As far as ‘April Fools’ bikes go, at least this one looks interesting. The TV program, ‘Myth Busters’ showed dimples, like on golf balls, improve aerodynamics and fuel efficiency when they dimpled a car. This bike is overweight. Heavy Co may have better luck with a fancy cruiser design if the price is reasonable. Some things are just not feasible to produce. Maybe they can weld their front to a tubular rear to give this thing a diet.
This is a great article. Innovation starts with a lot of pessimism. It will be interesting to see what comes of it.
They were doing this in 1893
That’s a nice build kit. But it’s how you’d spec an $8k bike. Not a $16k bike.
“Art bikes” are great and all, but this ain’t that.
People with short memories don’t know these cast frames and carbon/alloy frames people are freaking out over have been tried so many times in the past and there’s a bunch of reasons none of them succeeded…
Great article Sir.
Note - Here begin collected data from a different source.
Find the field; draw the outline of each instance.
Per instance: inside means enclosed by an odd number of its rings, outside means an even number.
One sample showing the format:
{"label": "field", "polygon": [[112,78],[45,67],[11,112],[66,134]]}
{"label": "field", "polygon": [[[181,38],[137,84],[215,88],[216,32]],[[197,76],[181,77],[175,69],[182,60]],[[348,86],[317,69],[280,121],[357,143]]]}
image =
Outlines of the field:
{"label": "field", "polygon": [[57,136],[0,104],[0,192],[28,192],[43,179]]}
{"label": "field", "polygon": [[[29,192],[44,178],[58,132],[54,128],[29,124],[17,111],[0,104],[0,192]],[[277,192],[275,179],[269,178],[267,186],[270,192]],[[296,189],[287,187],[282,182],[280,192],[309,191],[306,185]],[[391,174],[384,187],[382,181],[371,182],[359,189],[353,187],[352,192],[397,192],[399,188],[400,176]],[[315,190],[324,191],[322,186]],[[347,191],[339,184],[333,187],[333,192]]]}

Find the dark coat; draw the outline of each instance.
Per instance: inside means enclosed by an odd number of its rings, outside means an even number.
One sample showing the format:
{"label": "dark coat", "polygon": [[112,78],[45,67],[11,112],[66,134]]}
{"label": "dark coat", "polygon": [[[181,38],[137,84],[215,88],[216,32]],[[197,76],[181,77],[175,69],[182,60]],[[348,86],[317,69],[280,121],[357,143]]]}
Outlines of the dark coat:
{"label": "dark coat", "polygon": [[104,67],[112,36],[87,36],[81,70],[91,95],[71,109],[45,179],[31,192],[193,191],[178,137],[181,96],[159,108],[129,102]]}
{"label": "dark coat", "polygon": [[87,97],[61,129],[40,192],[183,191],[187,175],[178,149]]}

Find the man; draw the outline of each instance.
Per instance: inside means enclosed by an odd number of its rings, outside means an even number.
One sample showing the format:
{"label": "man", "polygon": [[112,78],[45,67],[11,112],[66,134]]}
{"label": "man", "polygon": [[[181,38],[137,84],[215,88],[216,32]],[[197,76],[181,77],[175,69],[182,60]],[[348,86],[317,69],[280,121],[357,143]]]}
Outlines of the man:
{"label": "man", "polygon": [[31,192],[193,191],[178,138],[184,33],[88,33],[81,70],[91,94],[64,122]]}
I am very interested in the evolution and future of Heavy_Bikes. Very Cool Ron.
That Frame is one huge inclusion failure waiting to happen.
This metal alloy makes a bike comeback in various guises/forms, then quickly disappears, being the wholly impractical material it is for the purposes of a bicycle frames … yawn
Only those loaded with too much cash, and little sense, would waste coin on this idiocy.